I'm liking the Necrons even more than I did before, which I didn't think was possible 

Also, quite chuffed I spotted it first! hehe.


----------



## elmir (Apr 14, 2011)

And the cat is out of the bag! 

Crazy court combo's are deemed legal. Good for necron players, that makes the codex that much more interesting and unless I missed something entirely, this FAQ doesn't nerf them to the ground in any way. 

Now where did I put that smug face I was keeping aside for when the deathray issue was cleared... :biggrin:


----------



## Aramoro (Oct 7, 2009)

darklove said:


> Also, quite chuffed I spotted it first! hehe.


OIIIIIIO beat you by 20 mins in the Rule section.


----------



## Icarsun (Dec 14, 2011)

The only thing I was disapointed at was conga-line is now no go... ah well... the rest of it makes me so happy, especially that I can go tell a BA player to suck it when he got a red shirt to rule Mephi doesn't smack himself from mindshackle...


----------



## SoulGazer (Jun 14, 2009)

Yay for crazy Cryptek combos! My insane lists have meaning now!

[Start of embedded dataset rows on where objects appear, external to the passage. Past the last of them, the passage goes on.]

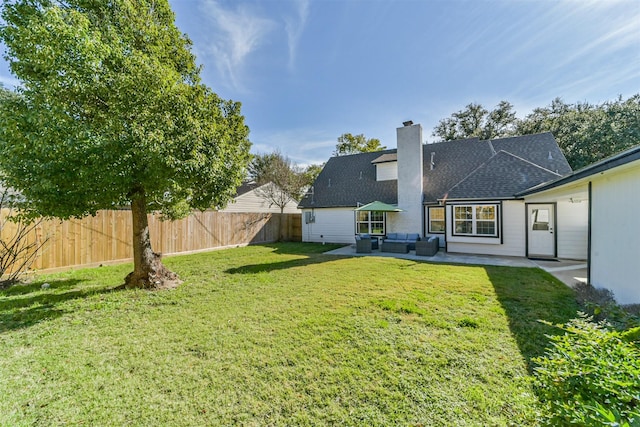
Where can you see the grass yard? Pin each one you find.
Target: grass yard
(278, 335)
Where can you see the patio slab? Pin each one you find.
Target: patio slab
(567, 271)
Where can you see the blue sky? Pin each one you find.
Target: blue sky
(308, 71)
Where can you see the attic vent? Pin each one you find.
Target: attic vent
(309, 218)
(493, 150)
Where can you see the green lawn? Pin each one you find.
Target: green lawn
(278, 335)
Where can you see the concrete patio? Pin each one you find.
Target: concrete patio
(568, 271)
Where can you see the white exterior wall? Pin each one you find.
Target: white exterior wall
(409, 181)
(513, 233)
(572, 229)
(615, 233)
(572, 214)
(332, 225)
(386, 171)
(253, 202)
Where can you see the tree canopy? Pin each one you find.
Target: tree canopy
(287, 177)
(585, 132)
(476, 121)
(110, 112)
(352, 144)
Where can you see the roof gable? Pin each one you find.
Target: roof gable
(346, 181)
(464, 169)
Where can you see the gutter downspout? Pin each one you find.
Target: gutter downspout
(589, 197)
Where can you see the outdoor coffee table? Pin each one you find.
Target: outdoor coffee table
(395, 247)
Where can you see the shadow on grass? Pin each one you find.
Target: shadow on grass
(529, 295)
(24, 305)
(311, 251)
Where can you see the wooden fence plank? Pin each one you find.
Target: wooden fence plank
(107, 236)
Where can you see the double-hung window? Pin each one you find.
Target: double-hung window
(370, 222)
(475, 220)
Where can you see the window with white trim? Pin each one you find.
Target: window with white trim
(371, 222)
(475, 220)
(436, 219)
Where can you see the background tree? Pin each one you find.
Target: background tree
(281, 181)
(352, 144)
(111, 112)
(585, 132)
(476, 121)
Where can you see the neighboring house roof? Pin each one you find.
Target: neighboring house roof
(245, 187)
(620, 159)
(463, 169)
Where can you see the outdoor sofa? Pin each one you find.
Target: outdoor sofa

Also, the scarab conga line works just fine. You did not create the scarabs you start out with at turn 1.


----------



## capnmoe (Mar 11, 2011)

So the Deep Striking Veil of Darkness cryptek/Deathmark combo with 2+ wounds and AP1 template is a go? Looks like Ill be running at least 2 units of Deathmarks now lol.


----------



## LukeValantine (Dec 2, 2008)

Things that stuck out to me.
-Wraiths got a reasonable minor nerf, which was in line with lash whips in regards to Initiative boasting wargear.
-Their is no reason at all not to take imotehk as you are guaranteed that his affect will last at least two enemy turns.
-I saw the chronometer thing coming a mile away as their are extremely few uses for it above boasting character special abilities, well maybe a leadership partial re-roll wasn't to bad, but that's a lot of points to spend for a single dice re-roll on LD. On a side not does this mean the the chronometer can be used on orkidan?
-Scarab conga line is gone, but in all honesty we all saw it coming.


----------



## LordOfAbsolution (Jul 22, 2009)

I'm quiet happy with this FAQ over-all, the fact that there's no nerfs to it shows that Ward finally got his thumb out of his arse and wrote something decent (two of my mates run Grey Knights and Blood angels, and I'm scared to face off against them still lol) but yeah crypteks will come in real handy.


----------



## Eleven (Nov 6, 2008)

WOOT! Nothing from necrons got nerfed and it turns out that chronometron is just as godly as we suspected!


----------



## zotb (Mar 10, 2011)

capnmoe said:


> So the Deep Striking Veil of Darkness cryptek/Deathmark combo with 2+ wounds and AP1 template is a go? Looks like Ill be running at least 2 units of Deathmarks now lol.




No.



> Can a unit of Deathmarks with an attached model from the Royal Court deepstike? No, every model in the unit needs to have the Deepstrike rule to do it.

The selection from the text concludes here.